Der luxemburgische Premierminister und Chef der Euro-Gruppe, Jean-Claude Juncker, hat vorgeschlagen, einen "halben" Euro-Bond einzuführen. Euro-Staaten sollten bis zu 40 Prozent ihres Staatsdefizits, gemessen am Bruttoinlandsprodukt, über Euro-Anleihen zu niedrigen Zinsen aufnehmen dürfen. Alles, was darüber hinausgehe, solle weiterhin über eine nationale griechische, irische oder portugiesische Anleihe zu höheren Zinsen finanziert werden.
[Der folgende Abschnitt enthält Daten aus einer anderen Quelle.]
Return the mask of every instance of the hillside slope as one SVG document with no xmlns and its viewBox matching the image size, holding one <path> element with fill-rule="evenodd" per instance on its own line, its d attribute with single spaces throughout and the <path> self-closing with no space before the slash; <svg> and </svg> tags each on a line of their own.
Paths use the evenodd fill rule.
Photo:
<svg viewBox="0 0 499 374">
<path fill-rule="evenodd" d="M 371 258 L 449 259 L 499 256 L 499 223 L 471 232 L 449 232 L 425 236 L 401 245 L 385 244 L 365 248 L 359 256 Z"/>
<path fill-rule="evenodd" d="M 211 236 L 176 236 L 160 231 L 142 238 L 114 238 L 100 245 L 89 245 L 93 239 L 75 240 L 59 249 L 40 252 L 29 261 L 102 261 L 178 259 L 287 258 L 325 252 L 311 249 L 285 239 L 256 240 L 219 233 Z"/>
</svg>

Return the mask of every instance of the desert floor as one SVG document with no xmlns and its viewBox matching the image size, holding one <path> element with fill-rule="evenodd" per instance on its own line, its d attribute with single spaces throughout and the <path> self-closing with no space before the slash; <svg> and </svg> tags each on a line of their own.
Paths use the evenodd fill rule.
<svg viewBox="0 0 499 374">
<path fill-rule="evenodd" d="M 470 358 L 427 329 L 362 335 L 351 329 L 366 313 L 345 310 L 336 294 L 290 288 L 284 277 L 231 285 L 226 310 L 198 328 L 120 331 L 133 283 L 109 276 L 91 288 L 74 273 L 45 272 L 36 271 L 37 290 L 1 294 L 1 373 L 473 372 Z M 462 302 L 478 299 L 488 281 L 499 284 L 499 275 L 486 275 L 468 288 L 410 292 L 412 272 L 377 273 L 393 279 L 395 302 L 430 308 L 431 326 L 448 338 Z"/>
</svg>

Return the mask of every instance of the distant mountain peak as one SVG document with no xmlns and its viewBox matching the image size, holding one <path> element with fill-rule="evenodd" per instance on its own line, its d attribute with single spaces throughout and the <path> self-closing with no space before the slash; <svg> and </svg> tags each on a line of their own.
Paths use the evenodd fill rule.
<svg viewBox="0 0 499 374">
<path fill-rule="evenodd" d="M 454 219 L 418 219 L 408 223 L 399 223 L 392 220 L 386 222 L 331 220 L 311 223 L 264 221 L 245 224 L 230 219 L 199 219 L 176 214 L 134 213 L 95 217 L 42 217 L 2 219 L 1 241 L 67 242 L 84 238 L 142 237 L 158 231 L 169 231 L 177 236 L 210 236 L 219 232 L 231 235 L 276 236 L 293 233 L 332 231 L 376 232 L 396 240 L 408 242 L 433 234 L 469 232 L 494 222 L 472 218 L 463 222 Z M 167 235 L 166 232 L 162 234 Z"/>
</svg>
Finanzschwache Staaten sollten im Gegenzug streng sparen - doch die EU hat kein Mittel, entsprechenden Druck auszuüben. Deshalb sei, so die Kritik, der einzige Effekt, dass Euro-Land zur Transferunion verkomme.

Welchen europäischen Rahmen braucht eine Euro-Anleihe?

Der Euro-Bond ist eigentlich nur dann sinnvoll, wenn die Euro-Staaten ihre Haushaltssouveränität nach Brüssel abgeben. Dann würde der deutsche oder griechische Staatshaushalt in Brüssel festgelegt werden. Dazu müssten die politischen Entscheidungsprozesse beim EU-Parlament angesiedelt werden, sonst fehlt die demokratische Legitimation. Die Bevölkerung muss von den Vorteilen einer EU-Vertiefung in Richtung politische Union aber erst überzeugt werden.

Gibt es eine einfache Lösung?

Nein, die Euro-Anleihe bringt nur Zeitgewinn. Es führt kein Weg am Sparen vorbei. Hoch verschuldete Staaten müssen über Jahre hinweg weniger ausgeben. Sie haben sich übernommen und bezahlen nun den Preis.